When it is amoral... (Re: When is a cast not a cast?)

Blair P. Houghton bph at buengc.BU.EDU
Thu May 4 08:37:14 AEST 1989


			   Hey!  That's me!! :-) --vvvvvvvvvvvvvvvvv
In article <2747 at buengc.BU.EDU> bph at buengc.bu.edu (Blair P. Houghton) writes:
>
[...You've read the movie, now go see the book!!...]

Thanks to all who pushed me upright.  I seem to have been tottering on
the brink of looneytunes for the past few days (pulling ten all-nighters
in 2.5 weeks is no way to live, especially when yer a grad stoont and
don't have to put up with that final-exam shit anymore.  Yup.  I go
40hrs sleepless because I _want_to_... %-|)

Anyway, it's now well established that I've harbored a fundamental
misconception about C and pointer indexing for a number of years.

I think I've got it identified, and I hope someone else benefits from
my story.  In Jim Kingdon's emailed reply to my original posting, he
mentioned that I should be wary of scaling in pointer arithmetic.  I
wrote back:

	I know all about the automatic scaling of an integer in
	pointer arithmetic.

	I've just always felt a little guilty about using what I'd
	interpreted to be a convenience.  Rather than a proper
	feature of the C syntax, I'd always felt that adding an
	integer to a pointer was allowed as being "the obvious
	thing that should be done in that situation."  There are
	lots of 'obvious' things that are _not_ implemented that
	way, however, and that should have been a clue.  Still, I
	just took it for granted that what was going on was a
	promotion from integer to pointer, then the addition.

	Now I know much, much better.  A pointer isn't really a
	data type at all.  It's a different sort of beastie,
	germane only within a program, and therefore it is
	fallacious to see it as having the properties of a
	countable, measurable, or otherwise physical entity.

The way pointers work implies that they don't refer at all to
anything physical, even to memory locations.

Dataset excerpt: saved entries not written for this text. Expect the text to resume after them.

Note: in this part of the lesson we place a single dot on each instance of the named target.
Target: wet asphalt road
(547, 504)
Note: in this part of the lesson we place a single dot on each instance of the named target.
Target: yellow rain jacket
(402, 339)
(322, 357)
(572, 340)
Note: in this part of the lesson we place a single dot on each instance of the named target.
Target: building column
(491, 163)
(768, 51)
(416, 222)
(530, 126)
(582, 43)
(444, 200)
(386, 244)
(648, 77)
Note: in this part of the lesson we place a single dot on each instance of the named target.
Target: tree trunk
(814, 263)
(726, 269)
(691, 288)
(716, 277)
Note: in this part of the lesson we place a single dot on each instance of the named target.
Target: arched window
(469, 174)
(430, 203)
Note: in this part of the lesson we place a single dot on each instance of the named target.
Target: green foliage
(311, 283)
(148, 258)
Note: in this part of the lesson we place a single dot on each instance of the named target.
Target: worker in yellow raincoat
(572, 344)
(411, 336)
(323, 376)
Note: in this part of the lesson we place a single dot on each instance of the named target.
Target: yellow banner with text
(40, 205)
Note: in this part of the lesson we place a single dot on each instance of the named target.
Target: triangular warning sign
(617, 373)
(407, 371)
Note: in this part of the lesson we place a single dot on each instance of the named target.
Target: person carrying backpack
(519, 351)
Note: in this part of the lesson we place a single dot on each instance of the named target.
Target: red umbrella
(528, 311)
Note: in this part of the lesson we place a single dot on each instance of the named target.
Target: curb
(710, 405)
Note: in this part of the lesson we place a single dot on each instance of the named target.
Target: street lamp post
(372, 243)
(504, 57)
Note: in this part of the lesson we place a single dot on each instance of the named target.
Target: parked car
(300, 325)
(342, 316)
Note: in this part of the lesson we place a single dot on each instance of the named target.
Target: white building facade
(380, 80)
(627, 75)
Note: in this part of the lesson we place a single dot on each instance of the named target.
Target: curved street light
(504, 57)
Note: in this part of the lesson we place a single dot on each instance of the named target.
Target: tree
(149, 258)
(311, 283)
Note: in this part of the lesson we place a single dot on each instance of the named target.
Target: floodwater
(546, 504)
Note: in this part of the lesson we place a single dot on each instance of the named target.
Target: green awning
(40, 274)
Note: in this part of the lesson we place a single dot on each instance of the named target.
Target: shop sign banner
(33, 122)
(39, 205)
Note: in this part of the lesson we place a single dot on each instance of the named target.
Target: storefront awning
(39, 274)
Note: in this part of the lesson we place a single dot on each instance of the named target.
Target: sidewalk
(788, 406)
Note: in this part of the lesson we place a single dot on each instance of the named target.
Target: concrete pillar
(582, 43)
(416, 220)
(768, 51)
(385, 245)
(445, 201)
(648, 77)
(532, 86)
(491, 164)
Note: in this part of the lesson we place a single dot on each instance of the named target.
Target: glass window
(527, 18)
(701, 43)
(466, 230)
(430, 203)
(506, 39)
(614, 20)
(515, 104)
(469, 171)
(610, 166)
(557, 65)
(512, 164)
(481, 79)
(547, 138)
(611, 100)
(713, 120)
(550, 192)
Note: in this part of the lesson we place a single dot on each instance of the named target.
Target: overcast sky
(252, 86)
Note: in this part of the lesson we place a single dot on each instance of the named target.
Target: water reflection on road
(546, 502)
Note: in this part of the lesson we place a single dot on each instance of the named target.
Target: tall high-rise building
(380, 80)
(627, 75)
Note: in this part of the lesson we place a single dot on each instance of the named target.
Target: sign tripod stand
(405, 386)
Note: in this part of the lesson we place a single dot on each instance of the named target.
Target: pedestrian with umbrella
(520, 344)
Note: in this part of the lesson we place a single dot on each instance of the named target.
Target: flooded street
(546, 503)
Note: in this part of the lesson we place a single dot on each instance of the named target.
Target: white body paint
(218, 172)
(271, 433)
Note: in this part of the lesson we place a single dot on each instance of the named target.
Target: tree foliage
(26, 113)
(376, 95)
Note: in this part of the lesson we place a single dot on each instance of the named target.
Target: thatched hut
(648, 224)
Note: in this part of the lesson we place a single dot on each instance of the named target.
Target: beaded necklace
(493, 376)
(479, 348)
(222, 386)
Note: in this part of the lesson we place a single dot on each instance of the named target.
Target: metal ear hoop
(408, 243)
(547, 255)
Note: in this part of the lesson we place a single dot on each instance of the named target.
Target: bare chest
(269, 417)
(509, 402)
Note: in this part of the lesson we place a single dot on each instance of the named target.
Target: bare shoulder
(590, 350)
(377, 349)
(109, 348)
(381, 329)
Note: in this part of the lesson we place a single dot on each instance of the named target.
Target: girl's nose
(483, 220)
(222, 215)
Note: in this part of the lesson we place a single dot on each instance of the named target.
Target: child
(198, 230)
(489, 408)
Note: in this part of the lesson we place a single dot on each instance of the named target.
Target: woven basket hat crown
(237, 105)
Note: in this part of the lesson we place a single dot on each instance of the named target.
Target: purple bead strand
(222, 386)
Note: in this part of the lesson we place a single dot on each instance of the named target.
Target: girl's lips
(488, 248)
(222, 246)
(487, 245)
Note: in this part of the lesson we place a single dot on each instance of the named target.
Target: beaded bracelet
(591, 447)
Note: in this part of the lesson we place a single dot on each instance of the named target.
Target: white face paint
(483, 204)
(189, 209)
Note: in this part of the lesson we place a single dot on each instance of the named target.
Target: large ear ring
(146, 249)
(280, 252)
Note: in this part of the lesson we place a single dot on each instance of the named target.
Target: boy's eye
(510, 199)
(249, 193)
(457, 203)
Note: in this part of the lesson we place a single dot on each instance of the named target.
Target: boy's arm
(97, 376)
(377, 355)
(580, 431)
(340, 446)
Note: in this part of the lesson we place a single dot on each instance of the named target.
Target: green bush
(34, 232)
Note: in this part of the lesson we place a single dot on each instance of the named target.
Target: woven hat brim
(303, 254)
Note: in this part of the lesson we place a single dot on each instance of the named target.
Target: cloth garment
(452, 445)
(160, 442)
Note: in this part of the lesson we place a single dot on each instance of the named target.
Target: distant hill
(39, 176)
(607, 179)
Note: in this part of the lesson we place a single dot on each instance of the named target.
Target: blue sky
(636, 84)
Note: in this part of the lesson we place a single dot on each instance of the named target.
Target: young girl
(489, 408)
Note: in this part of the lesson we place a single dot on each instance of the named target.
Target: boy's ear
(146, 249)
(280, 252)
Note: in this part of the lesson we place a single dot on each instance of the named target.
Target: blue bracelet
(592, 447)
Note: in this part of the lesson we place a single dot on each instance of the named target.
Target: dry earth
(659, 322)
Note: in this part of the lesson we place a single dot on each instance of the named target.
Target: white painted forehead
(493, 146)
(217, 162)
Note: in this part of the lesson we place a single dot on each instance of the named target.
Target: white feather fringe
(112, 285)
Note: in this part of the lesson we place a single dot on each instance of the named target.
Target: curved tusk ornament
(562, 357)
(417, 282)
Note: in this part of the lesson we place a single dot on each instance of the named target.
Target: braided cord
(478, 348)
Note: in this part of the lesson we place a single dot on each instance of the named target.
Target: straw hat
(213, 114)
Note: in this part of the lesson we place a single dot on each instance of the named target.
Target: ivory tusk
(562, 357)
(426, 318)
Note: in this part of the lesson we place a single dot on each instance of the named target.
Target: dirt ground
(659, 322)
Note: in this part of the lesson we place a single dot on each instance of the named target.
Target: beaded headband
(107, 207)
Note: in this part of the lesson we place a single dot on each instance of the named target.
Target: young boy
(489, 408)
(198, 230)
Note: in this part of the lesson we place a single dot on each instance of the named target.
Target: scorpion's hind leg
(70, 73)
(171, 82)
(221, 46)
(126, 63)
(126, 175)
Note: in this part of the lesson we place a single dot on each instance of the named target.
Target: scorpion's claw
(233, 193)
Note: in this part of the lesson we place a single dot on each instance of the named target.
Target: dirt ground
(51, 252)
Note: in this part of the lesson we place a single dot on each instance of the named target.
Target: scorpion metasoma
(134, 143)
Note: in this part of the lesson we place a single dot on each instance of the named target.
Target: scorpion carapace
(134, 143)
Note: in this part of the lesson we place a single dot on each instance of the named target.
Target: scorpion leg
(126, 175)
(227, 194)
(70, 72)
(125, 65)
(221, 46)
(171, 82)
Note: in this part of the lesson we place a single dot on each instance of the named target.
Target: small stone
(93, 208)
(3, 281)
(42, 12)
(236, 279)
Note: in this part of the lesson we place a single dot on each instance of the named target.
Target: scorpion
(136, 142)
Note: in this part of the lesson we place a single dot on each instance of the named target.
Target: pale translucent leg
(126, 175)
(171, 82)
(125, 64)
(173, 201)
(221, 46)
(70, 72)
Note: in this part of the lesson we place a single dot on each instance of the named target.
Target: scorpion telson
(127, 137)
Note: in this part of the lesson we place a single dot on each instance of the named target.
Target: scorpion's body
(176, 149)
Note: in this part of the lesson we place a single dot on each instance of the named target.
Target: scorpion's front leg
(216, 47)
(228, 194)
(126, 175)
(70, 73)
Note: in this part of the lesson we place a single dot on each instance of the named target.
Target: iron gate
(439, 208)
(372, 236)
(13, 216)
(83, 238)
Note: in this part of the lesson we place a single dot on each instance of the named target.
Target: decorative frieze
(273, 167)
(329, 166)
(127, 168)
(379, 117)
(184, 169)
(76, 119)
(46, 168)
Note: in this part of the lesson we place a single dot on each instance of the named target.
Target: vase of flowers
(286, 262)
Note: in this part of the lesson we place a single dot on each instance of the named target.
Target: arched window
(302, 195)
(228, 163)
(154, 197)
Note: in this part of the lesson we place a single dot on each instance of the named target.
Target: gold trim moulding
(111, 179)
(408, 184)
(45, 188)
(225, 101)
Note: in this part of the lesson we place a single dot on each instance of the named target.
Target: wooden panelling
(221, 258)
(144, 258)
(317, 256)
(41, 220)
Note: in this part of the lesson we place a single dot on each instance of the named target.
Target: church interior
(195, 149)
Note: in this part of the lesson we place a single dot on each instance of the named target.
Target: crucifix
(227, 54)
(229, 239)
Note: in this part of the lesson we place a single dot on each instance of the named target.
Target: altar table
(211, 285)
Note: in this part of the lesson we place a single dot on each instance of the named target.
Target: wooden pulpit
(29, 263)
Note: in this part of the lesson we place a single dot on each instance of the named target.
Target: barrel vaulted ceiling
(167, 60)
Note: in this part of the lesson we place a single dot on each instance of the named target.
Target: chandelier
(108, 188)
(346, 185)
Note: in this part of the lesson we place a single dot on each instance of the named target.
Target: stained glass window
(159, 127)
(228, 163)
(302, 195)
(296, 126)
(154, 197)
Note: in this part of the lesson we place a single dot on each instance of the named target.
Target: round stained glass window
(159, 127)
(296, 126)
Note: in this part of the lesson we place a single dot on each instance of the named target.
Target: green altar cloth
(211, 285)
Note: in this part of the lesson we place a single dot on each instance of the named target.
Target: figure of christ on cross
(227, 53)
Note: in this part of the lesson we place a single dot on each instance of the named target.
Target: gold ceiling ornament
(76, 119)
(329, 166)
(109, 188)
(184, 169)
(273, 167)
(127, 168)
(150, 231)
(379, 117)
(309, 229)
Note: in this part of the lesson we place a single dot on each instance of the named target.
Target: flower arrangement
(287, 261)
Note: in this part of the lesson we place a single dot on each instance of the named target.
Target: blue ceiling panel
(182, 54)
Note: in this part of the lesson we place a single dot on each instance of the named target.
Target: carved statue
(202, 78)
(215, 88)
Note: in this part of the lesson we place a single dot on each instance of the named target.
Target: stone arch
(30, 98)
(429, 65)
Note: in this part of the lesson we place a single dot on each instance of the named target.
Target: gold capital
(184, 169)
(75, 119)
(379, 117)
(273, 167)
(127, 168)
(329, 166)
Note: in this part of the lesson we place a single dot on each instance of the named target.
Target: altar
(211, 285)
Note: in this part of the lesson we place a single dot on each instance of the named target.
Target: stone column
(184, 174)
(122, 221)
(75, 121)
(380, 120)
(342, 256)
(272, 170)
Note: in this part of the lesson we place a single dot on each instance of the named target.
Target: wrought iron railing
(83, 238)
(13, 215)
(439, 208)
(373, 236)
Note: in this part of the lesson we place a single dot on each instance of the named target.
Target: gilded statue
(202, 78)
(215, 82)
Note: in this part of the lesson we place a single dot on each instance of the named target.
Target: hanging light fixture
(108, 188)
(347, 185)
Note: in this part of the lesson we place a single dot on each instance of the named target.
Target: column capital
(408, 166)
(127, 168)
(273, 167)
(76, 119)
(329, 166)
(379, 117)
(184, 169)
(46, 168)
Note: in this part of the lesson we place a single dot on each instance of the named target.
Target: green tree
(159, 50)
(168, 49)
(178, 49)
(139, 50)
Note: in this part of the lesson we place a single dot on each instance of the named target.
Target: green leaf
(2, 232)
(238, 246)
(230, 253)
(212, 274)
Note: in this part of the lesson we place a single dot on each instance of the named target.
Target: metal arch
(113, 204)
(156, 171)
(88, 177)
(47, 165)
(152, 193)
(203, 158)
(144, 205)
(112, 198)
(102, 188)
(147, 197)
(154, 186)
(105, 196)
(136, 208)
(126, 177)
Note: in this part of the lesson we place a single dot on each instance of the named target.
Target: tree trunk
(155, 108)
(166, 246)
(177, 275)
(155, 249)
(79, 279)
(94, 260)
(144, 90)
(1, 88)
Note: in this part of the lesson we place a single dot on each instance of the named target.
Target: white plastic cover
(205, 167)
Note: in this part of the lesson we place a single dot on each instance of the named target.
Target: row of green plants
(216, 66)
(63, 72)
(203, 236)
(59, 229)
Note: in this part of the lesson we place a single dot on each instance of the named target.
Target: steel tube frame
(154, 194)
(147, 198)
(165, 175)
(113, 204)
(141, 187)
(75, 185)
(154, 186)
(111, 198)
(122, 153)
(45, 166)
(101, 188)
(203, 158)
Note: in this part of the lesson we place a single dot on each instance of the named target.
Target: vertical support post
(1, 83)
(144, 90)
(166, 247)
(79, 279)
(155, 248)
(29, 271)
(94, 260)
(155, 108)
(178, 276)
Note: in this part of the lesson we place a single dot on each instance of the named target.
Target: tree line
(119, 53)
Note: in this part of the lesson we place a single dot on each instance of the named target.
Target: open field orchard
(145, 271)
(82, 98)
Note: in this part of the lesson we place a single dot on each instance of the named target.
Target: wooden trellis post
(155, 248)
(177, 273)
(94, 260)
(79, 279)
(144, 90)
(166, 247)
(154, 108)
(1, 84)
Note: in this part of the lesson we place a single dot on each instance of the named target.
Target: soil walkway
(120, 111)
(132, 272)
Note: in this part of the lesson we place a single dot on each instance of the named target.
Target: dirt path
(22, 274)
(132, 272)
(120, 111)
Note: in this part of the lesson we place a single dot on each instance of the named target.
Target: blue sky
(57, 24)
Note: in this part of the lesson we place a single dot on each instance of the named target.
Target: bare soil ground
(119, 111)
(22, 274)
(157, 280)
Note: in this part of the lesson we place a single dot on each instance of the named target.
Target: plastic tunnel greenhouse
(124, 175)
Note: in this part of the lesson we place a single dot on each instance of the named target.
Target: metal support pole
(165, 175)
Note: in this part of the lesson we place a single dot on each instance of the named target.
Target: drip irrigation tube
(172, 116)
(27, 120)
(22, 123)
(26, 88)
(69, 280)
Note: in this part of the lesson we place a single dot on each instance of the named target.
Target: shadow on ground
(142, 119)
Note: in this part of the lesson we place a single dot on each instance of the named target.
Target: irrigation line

It doesn't change the fact that I'd like to be able to add and subtract
pointers regardless of what trouble I _might_ get into.  Considering the
general level of danger incurred by programming in something so potentially
obfuscatory as C, it's a small barrier to remove.  The arguments of
"why would you want to do _that_?" don't hold water.  I counter with
"Why would you want variadic functions?" and "Why would you want to
define mathematical routines when you can write your own in assembler
and link to them?"

				--Blair
				  "And one of these days I'll know what
				   the middle pedal on a piano is for."